Mungkin lo ga seberuntung gue dalam hal ortu, tapi ingetlah selalu.. Lo hidup itu pake hidup lo sendiri. Itu bukan nyawa orang laen yang lo pegang. Berbuatlah sesuatu yang bikin lo seneng. Kalo lo paling seneng pas ortu lo happy, ya buatlah mereka happy. Tapi kalo ternyata lo paling seneng pas sama pasangan lo, ya gue rasa itu alasan yang bagus untuk tetep sama pasangan lo, siapapun dia.
Ketiga, yep, lo masih blum bisa lupain dia. Tapi ada banyak alasan yang BAGUS untuk ngelupain dia. Kalo alasan yang bagus untuk ngelupain dia itu lebih banyak daripada alasan yang jelek untuk ngelupain dia, kenapa lo ga lupain dia aja?
Tapi kalo emank dia bener2 worth keeping, then maybe you should try to get him back. But honestly, my gut feeling says he's not a keeper.. At least not for the time being.
I know it might be hard to forget, very very hard.
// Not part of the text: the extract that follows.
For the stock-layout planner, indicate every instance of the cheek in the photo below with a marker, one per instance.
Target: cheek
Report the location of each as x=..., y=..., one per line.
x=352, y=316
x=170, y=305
But lemme give you a thought experiment:
ada 2 kondisi:
1. lo lupain dia sekarang
2. lo ga lupain dia sekarang
Trus fast forward, 5 tahun dari sekarang: apa yang akan diri lo pikirin with respect to kedua kondisi tersebut? Apakah lo bakal seneng atau sedih dengan kondisi pertama? Apakah lo bakal seneng atau sedih dengan kondisi kedua?
Kalo ternyata lo mikir kalo lo 5 tahun lagi ngerasa seneng dengan kondisi yang pertama, then lupain dia sekarang.
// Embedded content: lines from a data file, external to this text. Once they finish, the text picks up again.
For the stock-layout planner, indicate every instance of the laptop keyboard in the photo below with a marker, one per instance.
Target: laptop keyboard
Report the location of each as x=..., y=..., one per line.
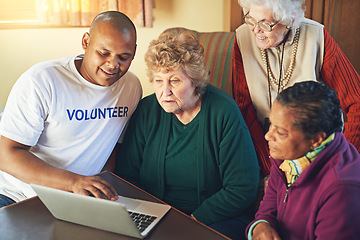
x=142, y=221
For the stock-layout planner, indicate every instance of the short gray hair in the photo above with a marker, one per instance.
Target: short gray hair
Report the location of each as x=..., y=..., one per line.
x=287, y=12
Kalo ternyata lo mikir kalo lo 5 tahun lagi ngerasa seneng dengan kondisi yang kedua, then get him back.
Moga2 gue udah ngebantu sedikit untuk membuat keputusan lo :)
Comments are always warmly welcomed, of course.
Of course... I can't find any thing in ur comment that I can argue with except the 'ortu' part,,,
Gw adalah tipe konservatif yg pcaya "Listen to ur mama" (and papa) hehe. For some reasons, insting nya ortu is mostly 99% accurate :D
All they ever wanted was to protect me from being hurt. And it's perfectly okay.
On the other side, gw nga nyalahin mantan for everything that had happened. Yg gw sesali cmn, we were such an item, and now there are so much hatred floating in the air.
As of for now, gw nga bisa fast forward ke 5taon kedepan. Ini udah 8bulan silence (ralat, bukan 6bulan), gw pikir udah over dan ternyata the heartache is still there, even tho gw udah do everything possible to get over him. Hanya, the fact that he CAN love someone else now, crush me :'(
But thank you so much. And Yes I'm Happy u punch "Pause" on ur work to comment. :D Pandu rocks!
*the client in this very own post*
and now I'm hooked.. *sigh*
Can I blame you if my work's not done cuz of your curhatan? :P
about ortu, that's all good. Kalo lo ngerasa paling seneng dengan nurut orang tua 99% of the time, then by all means, go for it.
@we were such an item, and now there are so much hatred floating in the air.
The condition you are in right "now" does not necessitate the condition you have "tomorrow". And the thing is, it's you who can change that circumstances. It's you who can make the world you are living in "tomorrow" better than the world you are living in "now".
You can do it, but the question is: will you?
@Ini udah 8bulan silence (ralat, bukan 6bulan), gw pikir udah over dan ternyata the heartache is still there, even tho gw udah do everything possible to get over him.
So, if I don't misinterpret your quote, this past 8 months you've been trying to forget him.
Does not that imply, that you are (maybe, subconsciously) BELIEVE that you would be happier if you could just forget him (by the fact that you are trying to forget him)?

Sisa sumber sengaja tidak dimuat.